Jackass morwong are found on open, flat sandy regions of the continental shelf and around reef margins all around Tasmania but are more commonly caught on the east and south coasts from 10-300 metres deep.
During daylight hours, juvenile morwong will feed in schools on or near the bottom where they are commonly caught by fishers using nets or lines. This species can be caught on lines using fish flesh, prawns or sandworms. They provide excellent sport on light tackle.
Fragile dorsal spines and a thick anal spine capable of causing painful puncture wounds.

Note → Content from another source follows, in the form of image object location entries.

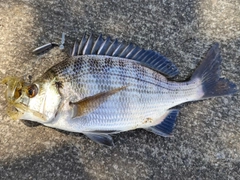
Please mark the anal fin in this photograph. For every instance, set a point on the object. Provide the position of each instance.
(165, 128)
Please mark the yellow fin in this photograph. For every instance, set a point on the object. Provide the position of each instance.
(91, 103)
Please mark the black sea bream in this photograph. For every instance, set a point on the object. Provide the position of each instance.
(107, 87)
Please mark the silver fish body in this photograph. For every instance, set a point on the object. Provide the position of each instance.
(102, 90)
(144, 100)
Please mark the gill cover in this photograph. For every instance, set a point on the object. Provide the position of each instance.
(17, 95)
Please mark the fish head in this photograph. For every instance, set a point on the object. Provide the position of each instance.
(38, 101)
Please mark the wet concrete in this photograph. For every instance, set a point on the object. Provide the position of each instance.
(206, 141)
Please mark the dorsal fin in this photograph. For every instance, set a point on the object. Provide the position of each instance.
(114, 48)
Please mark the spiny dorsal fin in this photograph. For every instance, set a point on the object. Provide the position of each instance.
(114, 48)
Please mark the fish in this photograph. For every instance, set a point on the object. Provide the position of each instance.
(107, 87)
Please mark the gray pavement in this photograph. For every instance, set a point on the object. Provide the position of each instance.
(206, 141)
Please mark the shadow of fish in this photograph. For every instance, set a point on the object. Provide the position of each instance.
(107, 87)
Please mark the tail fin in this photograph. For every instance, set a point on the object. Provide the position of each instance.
(209, 73)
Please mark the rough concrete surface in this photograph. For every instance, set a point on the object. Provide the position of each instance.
(206, 141)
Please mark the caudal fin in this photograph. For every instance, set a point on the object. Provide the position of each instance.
(209, 74)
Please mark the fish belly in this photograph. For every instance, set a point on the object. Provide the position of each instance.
(142, 103)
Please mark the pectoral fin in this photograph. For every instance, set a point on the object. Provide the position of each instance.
(165, 128)
(91, 103)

Large scales and a black membrane lining the gut usually need to be removed. Jackass morwong has firm, white mildly flavoured flesh and tastes best grilled fresh, skin on or as skinless fillets. Also suitable to bake, barbeque, shallow or deep fry, marinate or steam.
Recipe: Donna’s Poached Fish - Camp Oven Style:
Best in a camp oven with the fish you catch on the day, but can be done in oven or BBQ with lid.

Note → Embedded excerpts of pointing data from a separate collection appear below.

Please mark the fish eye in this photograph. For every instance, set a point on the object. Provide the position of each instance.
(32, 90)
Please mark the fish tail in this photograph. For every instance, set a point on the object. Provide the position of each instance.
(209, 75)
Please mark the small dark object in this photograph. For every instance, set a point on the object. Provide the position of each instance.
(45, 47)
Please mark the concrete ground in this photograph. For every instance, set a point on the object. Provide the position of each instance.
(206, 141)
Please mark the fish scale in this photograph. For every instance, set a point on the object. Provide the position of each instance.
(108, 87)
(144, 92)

Fresh fish such as morwong prepared in thick fillets, skin on so it holds together when serving. The quantity you use depends on size of camp oven.

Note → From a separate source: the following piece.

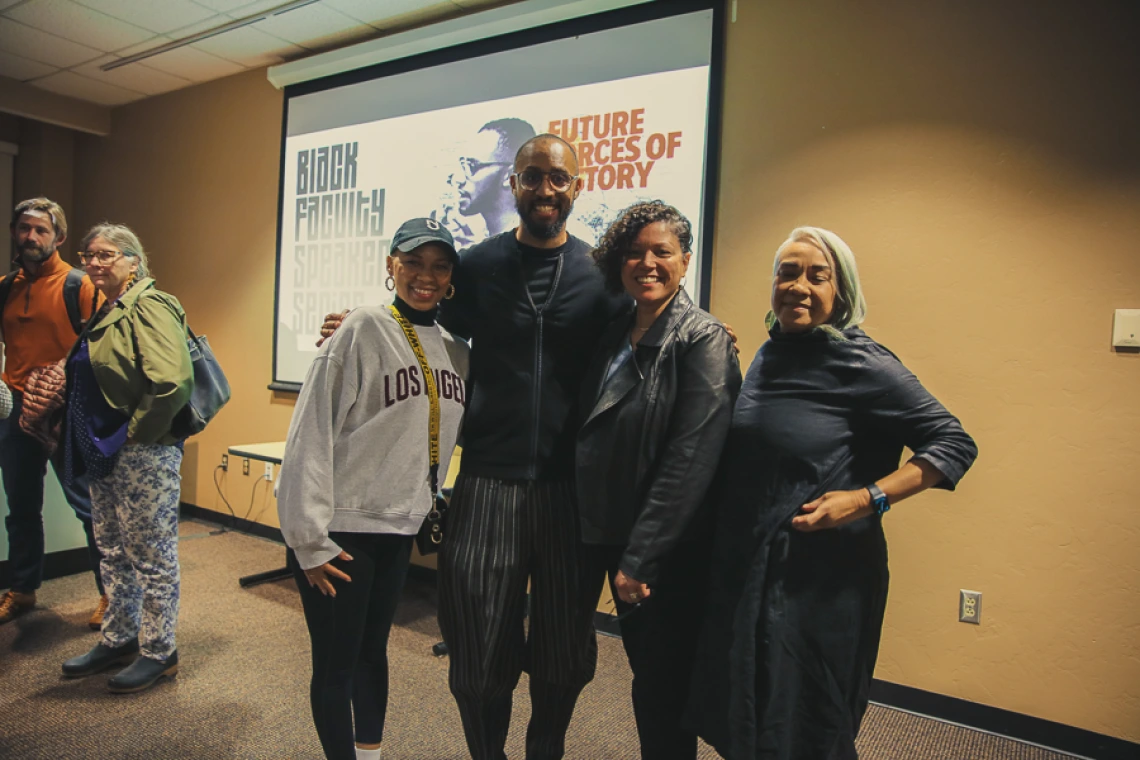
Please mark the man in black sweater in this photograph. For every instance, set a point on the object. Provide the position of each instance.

Place fish skin side down in camp oven. Pour in 1 cup water. Sprinkle or rub onto flesh a mix of 1 teaspoon lemon pepper seasoning, 1/2 teaspoon salt, 1 teaspoon garlic powder (if camping, can pre-mix and store in snap lock bag). Place thin slices of butter and lemon on top of seasoned fish. Cover camp oven (fit lid tightly to reduce steam escaping). Place over fire - direct heat is okay. Cook approximately 20-30 minutes or until flesh flakes away.